Married. Anne Huntington Tracy, niece of the late Mrs. John Pierpont Morgan to Prince Simon Constantine Sidamon-Eristoff, native of Tiflis, Georgia,* graduate of Johns Hopkins University; at Highland Falls, N. Y.
Married. Miriam Harriman, daughter of Joseph Wright Harriman, president of the Harriman National Bank, Manhattan; to Boykin Cabell Wright of the famed Virginia "Cabells, lawyer, assistant to Herbert Hoover at the Peace Conference; in St. Bartholomew's Church, Manhattan.
Married. Raymond Belmont, son of the late-banker, August Belmont; to Mrs. May Muurling Maddux, at Warrenton, Va. It was Mr. Belmont's third marriage; Mrs. Maddux's second.
Married. Helen Manning Brown, great-great-granddaughter of Commodore Cornelius Vanderbilt; to Herbert Dudley Hale of Boston, grandson of the late Edward Everett Hale, author of The Man Without a Country, at St. James, N. Y.

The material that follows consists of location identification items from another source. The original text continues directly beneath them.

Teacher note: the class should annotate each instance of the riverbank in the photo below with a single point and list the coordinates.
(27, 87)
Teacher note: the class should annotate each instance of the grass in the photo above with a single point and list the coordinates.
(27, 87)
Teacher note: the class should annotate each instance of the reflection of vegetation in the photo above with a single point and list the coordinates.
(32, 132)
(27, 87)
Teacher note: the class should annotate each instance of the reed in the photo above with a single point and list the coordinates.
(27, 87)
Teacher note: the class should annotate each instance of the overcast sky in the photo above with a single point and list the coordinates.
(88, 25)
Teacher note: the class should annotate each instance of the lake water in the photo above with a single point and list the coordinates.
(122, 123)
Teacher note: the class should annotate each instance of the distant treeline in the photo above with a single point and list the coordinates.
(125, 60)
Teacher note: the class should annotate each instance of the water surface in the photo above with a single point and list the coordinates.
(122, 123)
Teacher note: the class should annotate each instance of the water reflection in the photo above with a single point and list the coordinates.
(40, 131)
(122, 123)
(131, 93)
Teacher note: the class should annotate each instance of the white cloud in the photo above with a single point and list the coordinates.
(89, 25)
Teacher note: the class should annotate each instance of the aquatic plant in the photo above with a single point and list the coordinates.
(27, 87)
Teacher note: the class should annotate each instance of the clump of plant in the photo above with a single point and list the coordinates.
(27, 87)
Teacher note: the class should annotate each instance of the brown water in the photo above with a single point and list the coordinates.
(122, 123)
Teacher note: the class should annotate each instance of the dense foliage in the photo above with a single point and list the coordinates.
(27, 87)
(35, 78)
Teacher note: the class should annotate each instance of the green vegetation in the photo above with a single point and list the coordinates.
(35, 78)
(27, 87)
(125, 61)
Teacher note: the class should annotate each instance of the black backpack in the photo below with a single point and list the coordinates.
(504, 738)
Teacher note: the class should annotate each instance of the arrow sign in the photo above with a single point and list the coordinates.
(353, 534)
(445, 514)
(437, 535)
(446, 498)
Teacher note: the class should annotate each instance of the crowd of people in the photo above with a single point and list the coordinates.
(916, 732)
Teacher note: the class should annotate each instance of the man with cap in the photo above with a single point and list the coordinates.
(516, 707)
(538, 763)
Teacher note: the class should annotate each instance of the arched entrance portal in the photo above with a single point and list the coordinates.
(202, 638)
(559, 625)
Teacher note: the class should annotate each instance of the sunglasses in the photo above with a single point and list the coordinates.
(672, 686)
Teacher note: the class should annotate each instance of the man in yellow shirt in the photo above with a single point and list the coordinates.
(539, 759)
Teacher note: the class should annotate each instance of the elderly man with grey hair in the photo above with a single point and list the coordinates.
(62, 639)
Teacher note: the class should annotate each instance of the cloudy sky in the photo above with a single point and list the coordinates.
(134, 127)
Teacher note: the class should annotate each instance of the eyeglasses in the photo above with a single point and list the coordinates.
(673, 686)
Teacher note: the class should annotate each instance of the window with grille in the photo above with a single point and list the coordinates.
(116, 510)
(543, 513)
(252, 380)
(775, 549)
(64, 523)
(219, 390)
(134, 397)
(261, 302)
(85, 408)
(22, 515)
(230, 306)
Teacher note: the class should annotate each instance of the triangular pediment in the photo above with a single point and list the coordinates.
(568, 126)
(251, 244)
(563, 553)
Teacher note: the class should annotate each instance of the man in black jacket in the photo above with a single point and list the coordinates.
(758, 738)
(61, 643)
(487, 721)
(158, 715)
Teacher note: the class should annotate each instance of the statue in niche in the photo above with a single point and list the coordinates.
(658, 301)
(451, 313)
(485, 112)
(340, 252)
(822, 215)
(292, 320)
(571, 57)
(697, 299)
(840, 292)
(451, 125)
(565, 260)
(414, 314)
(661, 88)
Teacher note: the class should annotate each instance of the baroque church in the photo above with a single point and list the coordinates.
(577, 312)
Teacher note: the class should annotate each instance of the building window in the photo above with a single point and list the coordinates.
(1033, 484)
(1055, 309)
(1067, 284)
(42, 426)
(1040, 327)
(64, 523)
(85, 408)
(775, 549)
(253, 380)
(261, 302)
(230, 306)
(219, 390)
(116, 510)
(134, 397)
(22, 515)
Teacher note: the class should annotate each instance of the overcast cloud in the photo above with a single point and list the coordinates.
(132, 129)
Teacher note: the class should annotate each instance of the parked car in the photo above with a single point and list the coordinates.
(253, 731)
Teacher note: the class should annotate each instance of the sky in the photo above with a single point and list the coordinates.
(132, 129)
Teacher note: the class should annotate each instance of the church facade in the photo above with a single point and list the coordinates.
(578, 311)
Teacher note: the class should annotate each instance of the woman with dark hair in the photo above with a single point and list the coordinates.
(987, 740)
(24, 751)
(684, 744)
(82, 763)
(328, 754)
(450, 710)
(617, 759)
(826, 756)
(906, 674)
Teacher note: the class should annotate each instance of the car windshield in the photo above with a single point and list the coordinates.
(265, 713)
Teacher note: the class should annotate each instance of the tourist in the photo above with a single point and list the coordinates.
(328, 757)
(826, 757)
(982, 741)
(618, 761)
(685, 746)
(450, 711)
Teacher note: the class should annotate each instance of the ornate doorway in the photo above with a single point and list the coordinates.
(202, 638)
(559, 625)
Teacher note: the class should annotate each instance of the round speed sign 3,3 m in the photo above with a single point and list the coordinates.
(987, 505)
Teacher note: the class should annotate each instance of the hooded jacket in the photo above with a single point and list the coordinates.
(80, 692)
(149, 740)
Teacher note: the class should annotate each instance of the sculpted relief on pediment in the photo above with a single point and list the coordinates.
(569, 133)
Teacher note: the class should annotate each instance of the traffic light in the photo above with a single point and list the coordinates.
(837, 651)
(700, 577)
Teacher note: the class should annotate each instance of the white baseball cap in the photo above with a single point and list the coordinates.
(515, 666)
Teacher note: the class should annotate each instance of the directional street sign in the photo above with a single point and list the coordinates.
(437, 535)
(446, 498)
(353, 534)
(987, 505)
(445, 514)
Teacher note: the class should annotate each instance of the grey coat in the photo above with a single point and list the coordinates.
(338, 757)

Separated. Mr. and Mrs. Pierpont Morgan Hamilton in Paris. Divorce was rumored. Mr. Hamilton is a grandson of the late John Pierpont Morgan, and a great-great-grandson of Alexander Hamilton.

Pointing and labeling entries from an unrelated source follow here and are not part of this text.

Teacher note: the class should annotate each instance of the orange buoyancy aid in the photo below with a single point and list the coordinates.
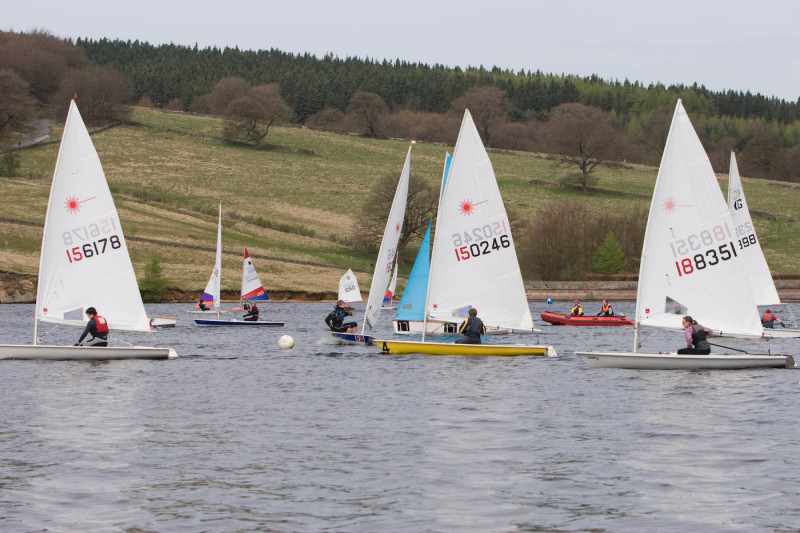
(101, 324)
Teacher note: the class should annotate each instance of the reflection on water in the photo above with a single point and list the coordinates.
(237, 435)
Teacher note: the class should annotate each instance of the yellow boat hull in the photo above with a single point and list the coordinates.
(390, 347)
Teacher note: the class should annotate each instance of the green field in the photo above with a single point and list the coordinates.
(296, 198)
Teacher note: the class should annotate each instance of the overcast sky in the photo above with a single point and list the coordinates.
(720, 44)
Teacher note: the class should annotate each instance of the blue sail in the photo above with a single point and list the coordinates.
(412, 304)
(447, 160)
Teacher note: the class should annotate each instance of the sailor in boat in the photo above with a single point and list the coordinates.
(252, 313)
(769, 320)
(696, 335)
(97, 328)
(472, 328)
(606, 309)
(335, 319)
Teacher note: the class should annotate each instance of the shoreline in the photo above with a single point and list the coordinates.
(21, 288)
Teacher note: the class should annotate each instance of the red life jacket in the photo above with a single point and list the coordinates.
(101, 324)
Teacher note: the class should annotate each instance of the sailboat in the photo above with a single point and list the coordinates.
(473, 262)
(388, 298)
(387, 255)
(210, 296)
(348, 288)
(764, 291)
(211, 293)
(692, 264)
(84, 260)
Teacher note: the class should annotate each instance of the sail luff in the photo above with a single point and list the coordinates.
(84, 259)
(388, 248)
(764, 291)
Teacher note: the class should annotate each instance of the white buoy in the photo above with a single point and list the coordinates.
(286, 342)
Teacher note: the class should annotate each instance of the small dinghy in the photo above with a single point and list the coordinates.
(569, 320)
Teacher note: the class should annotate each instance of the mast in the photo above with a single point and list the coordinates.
(447, 162)
(219, 259)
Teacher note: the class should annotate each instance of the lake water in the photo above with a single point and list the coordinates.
(238, 435)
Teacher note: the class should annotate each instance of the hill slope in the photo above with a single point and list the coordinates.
(295, 200)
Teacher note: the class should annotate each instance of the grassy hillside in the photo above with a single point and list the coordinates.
(296, 198)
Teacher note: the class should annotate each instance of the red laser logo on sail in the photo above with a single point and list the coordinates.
(73, 205)
(467, 207)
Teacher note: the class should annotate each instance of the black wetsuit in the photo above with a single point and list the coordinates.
(473, 328)
(335, 320)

Divorced. William Ziegler Jr., owner of the Hotel Belmont, Manhattan, son of the founder of the Royal Baking Powder Co.; by Mrs. Gladys V. Watson Ziegler, in Paris.

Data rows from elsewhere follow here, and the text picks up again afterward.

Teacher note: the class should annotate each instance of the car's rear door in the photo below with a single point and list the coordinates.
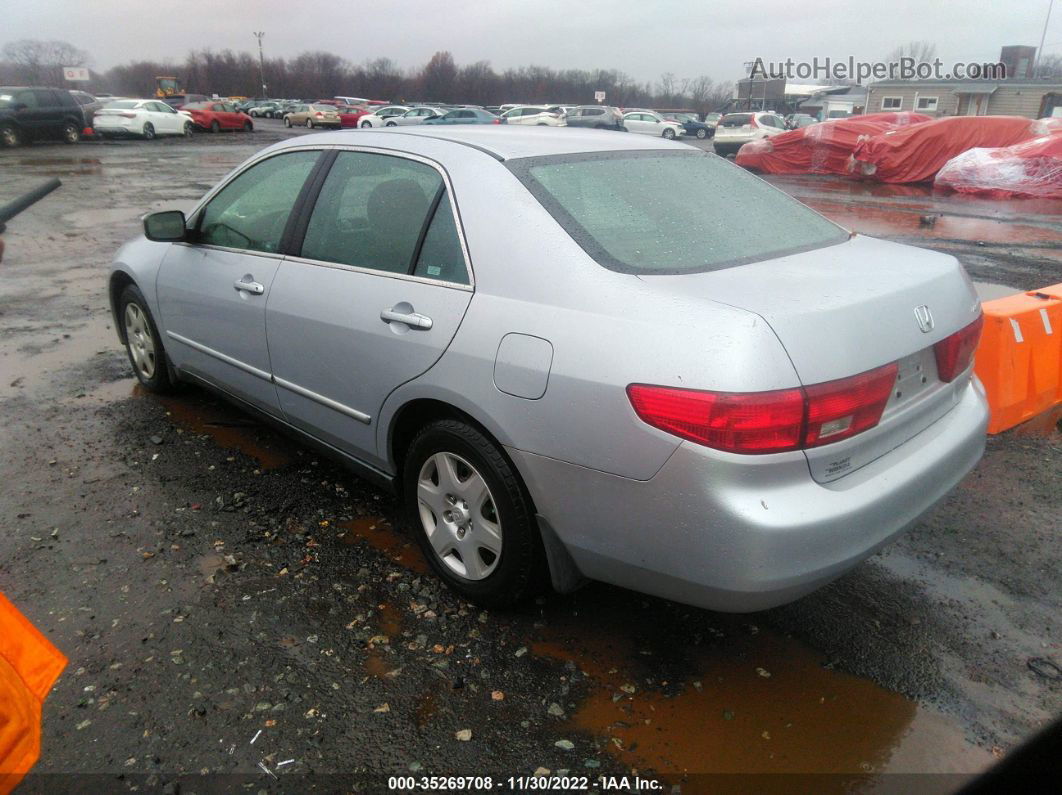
(373, 298)
(212, 291)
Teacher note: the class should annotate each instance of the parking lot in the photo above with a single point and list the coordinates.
(211, 580)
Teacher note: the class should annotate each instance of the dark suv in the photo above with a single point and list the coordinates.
(598, 117)
(27, 114)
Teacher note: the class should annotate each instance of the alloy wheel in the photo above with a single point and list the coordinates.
(459, 516)
(139, 339)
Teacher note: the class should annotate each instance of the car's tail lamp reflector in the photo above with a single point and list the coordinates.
(955, 352)
(768, 421)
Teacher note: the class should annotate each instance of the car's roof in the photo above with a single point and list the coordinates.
(500, 141)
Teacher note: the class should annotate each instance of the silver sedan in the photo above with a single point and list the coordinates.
(575, 355)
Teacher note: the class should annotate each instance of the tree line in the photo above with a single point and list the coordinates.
(318, 74)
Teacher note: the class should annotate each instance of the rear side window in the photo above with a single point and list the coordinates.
(379, 212)
(663, 212)
(252, 211)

Divorced. Captain Charles Nungesser, French ace who had brought down 83 enemy planes, who had been wounded 17 times, who had lost an arm, a leg, a chin; by Mrs. Consuelo Hatmaker Nungesser, daughter of the onetime confidential secretary to Cornelius Vanderbilt; at Paris. She charged "incompatibility."/- In 1923, romantic patriots pointed with pride to a double wedding at Dinard, France, where Miss Hatmaker, 19, married Ace Nungesser; where her mother married Capt. William Waters, U. S. A.
Died. Wang Sun Yun, great grandson of the onetime Emperor of Korea, a self-supporting student at Hastings College; at Hastings, Neb., of Banti's disease (an affliction of the liver, spleen, blood).
Died. "Little Louis" Fook, 43, merchant, prominent in the Tong councils, beloved "Mayor of Chinatown," friend of Governor Alfred E. Smith (he went to Emily Smith's wedding); in Brooklyn, of tuberculosis.
Died. Stewart Johnson, 46, U. S. Charge d'Affaires at Cairo, Egypt; at Alexandria, during an operation following an automobile accident.
Died. Dr. William Francis Campbell, 58, distinguished surgeon, cancer specialist; at the Presbyterian Hospital, Manhattan, of cancer, following a nervous breakdown four months ago.
Died. Major Arthur Brooks, 66, Negro valet to Presidents Taft, Wilson, Harding, Coolidge, messenger toten Secretaries of War, veteran of the Spanish-American War; in Washington, D. C., of heart failure after more than two years' illness.
In a moment of consciousness before his death, Major* Brooks asked his family to summon some one from the White House so that he might reveal the combination to the silver vaults.
Died. Baron Tanetaro Megata, 73, first Japanese student to graduate from a U. S. university (Harvard, 1874), member of the Privy Council of Japan; in Tokyo, suddenly.
* The Socialist Soviet Republic of Georgia on the Black Sea. /- He said: "I still love her devotedly. It is still a question of my work taking up all my time. I work 17 hours daily and can't very well give over 10 hours daily to pleasure." * He attained the rank of Major when in command of the First Negro Battalion of the District of Columbia National Guard. On retirement he was raised to the rank of Lieutenant Colonel, but Washington notables continued to call him "Major Brooks."